Aims: To determine and to compare the tolerability and effectiveness of a slow escalation of the dose of rivastigmine in patients with Alzheimer's disease with respect to using it with a faster escalation.
Patients and methods: We conducted a multi-centre, naturalistic, open-label, randomised trial with 429 hospital outpatients diagnosed with Alzheimer-type dementia (according to DSM-IV and NINCDS-ADRA criteria) and in whom treatment with rivastigmine was clinically indicated. Two study groups were established: slow escalation and fast escalation (in accordance with usual clinical practice); effectiveness and tolerability variables were analysed in the two groups, as was the proportion of patients who reached therapeutic doses (> 6 mg/day). The scores obtained on the CGI, MMSE, NPI and Barthel index scales were analysed, together with adverse events and reactions concerning spontaneous communication, and scores on the UKU scale.

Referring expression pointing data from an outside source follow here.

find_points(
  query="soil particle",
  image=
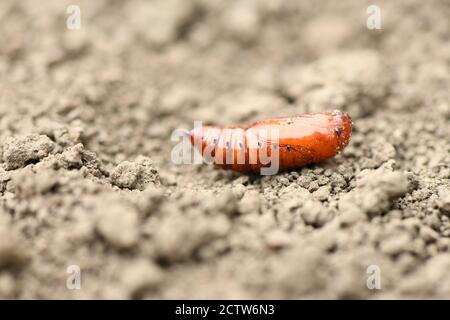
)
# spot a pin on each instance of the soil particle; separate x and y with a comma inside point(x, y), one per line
point(118, 223)
point(18, 152)
point(135, 175)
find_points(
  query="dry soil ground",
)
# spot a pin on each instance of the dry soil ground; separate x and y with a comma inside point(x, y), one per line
point(86, 177)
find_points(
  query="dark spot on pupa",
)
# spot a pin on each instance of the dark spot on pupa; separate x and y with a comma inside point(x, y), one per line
point(338, 131)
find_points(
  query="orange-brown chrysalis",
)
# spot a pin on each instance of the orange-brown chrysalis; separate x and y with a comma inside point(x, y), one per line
point(297, 141)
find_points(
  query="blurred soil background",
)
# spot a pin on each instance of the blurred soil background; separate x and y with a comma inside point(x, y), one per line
point(86, 176)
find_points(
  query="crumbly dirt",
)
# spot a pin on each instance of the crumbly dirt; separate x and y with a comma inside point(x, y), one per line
point(86, 176)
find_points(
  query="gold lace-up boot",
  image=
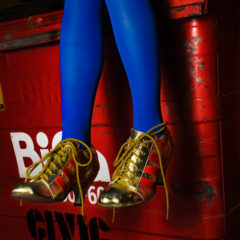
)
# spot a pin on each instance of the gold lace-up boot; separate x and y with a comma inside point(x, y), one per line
point(67, 167)
point(141, 163)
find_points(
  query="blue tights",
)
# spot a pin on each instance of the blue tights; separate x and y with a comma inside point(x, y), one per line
point(81, 57)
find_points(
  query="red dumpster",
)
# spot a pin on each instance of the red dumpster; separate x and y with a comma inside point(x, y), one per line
point(199, 96)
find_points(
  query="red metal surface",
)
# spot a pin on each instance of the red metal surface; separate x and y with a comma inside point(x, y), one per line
point(198, 100)
point(185, 8)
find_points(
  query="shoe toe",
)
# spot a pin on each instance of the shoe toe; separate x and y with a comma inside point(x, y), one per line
point(22, 189)
point(113, 196)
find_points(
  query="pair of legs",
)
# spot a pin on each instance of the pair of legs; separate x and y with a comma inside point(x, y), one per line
point(81, 51)
point(144, 157)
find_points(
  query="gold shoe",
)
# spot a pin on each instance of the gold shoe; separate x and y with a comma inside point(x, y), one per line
point(67, 167)
point(141, 161)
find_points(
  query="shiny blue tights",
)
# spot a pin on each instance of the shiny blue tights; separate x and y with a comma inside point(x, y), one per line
point(81, 58)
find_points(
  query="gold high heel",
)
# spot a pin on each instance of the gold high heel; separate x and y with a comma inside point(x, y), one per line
point(67, 167)
point(141, 161)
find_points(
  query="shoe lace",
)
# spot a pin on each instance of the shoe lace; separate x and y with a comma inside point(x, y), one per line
point(55, 160)
point(127, 150)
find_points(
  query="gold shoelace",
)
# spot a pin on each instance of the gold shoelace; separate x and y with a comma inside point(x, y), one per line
point(55, 161)
point(127, 150)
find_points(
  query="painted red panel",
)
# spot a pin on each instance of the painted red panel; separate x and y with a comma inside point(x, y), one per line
point(204, 202)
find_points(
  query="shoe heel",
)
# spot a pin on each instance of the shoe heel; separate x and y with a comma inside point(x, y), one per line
point(77, 196)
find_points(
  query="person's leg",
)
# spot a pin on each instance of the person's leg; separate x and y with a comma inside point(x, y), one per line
point(81, 56)
point(143, 159)
point(73, 163)
point(134, 29)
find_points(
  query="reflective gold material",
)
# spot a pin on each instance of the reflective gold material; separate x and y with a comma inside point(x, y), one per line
point(140, 163)
point(67, 167)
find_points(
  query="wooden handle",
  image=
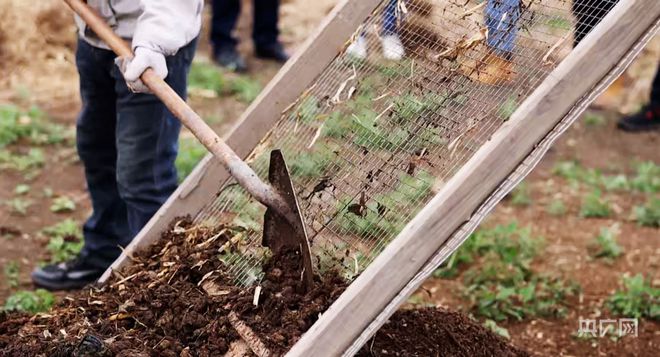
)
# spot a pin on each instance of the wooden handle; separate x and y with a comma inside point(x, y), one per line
point(243, 173)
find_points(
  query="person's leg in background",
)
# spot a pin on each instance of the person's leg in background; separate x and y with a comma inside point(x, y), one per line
point(392, 47)
point(648, 118)
point(223, 22)
point(147, 142)
point(107, 227)
point(265, 31)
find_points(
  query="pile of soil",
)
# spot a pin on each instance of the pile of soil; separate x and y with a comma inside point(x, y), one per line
point(436, 332)
point(176, 300)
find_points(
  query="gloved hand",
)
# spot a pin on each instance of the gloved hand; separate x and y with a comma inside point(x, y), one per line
point(132, 68)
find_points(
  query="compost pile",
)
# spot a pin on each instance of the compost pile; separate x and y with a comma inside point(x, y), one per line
point(175, 300)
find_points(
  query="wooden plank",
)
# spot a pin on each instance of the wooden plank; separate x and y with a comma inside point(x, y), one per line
point(463, 194)
point(294, 77)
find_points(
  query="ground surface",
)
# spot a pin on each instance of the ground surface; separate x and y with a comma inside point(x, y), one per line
point(567, 236)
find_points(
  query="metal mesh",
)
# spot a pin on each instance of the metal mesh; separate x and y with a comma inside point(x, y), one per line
point(373, 138)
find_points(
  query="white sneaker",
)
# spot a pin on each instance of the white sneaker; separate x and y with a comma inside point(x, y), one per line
point(392, 47)
point(358, 49)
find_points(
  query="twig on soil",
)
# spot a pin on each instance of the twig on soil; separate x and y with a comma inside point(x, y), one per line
point(249, 336)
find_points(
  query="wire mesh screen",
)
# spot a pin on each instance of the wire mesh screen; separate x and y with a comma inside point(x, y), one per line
point(417, 90)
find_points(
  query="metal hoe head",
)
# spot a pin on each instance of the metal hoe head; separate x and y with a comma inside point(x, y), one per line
point(279, 233)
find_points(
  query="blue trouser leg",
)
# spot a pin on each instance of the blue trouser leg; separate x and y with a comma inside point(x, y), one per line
point(502, 20)
point(266, 17)
point(128, 144)
point(223, 22)
point(390, 19)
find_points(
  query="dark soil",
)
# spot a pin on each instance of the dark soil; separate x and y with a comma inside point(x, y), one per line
point(175, 301)
point(435, 332)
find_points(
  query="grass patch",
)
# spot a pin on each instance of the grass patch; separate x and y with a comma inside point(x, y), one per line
point(649, 214)
point(63, 204)
point(595, 206)
point(65, 240)
point(12, 271)
point(637, 299)
point(191, 152)
point(32, 302)
point(606, 246)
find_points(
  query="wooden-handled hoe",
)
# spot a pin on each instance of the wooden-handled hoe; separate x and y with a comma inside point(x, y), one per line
point(284, 227)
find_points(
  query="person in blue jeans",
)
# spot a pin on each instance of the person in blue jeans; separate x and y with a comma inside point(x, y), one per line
point(264, 33)
point(389, 37)
point(126, 139)
point(503, 15)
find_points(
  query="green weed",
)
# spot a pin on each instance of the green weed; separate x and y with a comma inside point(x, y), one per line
point(507, 108)
point(595, 206)
point(246, 89)
point(606, 245)
point(12, 271)
point(19, 206)
point(63, 204)
point(191, 152)
point(649, 214)
point(65, 240)
point(637, 299)
point(22, 189)
point(647, 179)
point(556, 208)
point(17, 124)
point(207, 77)
point(593, 119)
point(32, 302)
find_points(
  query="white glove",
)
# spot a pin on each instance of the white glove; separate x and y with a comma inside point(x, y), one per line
point(132, 68)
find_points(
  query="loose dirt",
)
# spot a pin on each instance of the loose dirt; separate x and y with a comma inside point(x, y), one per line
point(174, 300)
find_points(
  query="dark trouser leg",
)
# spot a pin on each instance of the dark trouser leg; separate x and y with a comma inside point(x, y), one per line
point(588, 14)
point(655, 90)
point(223, 22)
point(266, 16)
point(147, 142)
point(108, 226)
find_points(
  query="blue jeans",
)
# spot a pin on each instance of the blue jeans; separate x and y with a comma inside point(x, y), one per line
point(128, 143)
point(502, 21)
point(264, 25)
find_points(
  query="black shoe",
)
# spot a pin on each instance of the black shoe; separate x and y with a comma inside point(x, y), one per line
point(645, 120)
point(230, 59)
point(74, 274)
point(273, 52)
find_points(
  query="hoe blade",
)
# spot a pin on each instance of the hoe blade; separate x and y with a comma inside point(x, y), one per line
point(279, 234)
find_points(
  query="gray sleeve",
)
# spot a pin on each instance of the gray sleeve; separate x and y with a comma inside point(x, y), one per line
point(167, 25)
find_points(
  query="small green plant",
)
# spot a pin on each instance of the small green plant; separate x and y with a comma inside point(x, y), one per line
point(206, 76)
point(22, 189)
point(637, 299)
point(595, 206)
point(556, 207)
point(245, 88)
point(559, 22)
point(65, 240)
point(12, 271)
point(593, 119)
point(63, 204)
point(191, 153)
point(507, 108)
point(19, 206)
point(17, 124)
point(649, 214)
point(605, 245)
point(521, 195)
point(30, 301)
point(647, 179)
point(493, 326)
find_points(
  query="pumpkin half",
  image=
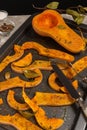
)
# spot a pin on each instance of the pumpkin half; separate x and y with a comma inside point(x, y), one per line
point(51, 24)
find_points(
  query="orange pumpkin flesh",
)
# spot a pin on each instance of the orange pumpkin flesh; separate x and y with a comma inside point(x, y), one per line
point(50, 23)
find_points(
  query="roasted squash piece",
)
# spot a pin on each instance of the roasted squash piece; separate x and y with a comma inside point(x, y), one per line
point(8, 59)
point(78, 66)
point(17, 82)
point(50, 23)
point(52, 99)
point(1, 101)
point(40, 115)
point(37, 64)
point(41, 98)
point(48, 52)
point(25, 61)
point(14, 104)
point(19, 122)
point(52, 83)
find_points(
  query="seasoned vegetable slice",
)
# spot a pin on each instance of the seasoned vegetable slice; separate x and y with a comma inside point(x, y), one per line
point(54, 85)
point(41, 98)
point(19, 122)
point(25, 61)
point(17, 82)
point(8, 59)
point(40, 115)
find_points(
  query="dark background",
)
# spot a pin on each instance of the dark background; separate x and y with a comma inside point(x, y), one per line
point(25, 6)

Results: The slow escalation group displayed slightly higher percentages of sub-therapeutic anticipated interruptions than the fast escalation group (chi-square test; p < 0.05). On comparing the two treatment groups, no statistically significant differences were observed for the evolution of the scores on the different scales of effectiveness; no statistically significant differences were found between the two groups in the safety and tolerability analyses (chi-square test, exact test; p > 0.05) for most of the parameters that were studied (adverse reactions in spontaneous communication and the modified UKU scale).
Conclusion: Slow escalation of the dose of rivastigmine did not display greater effectiveness or tolerability in comparison to an escalation applied in accordance with usual clinical practice.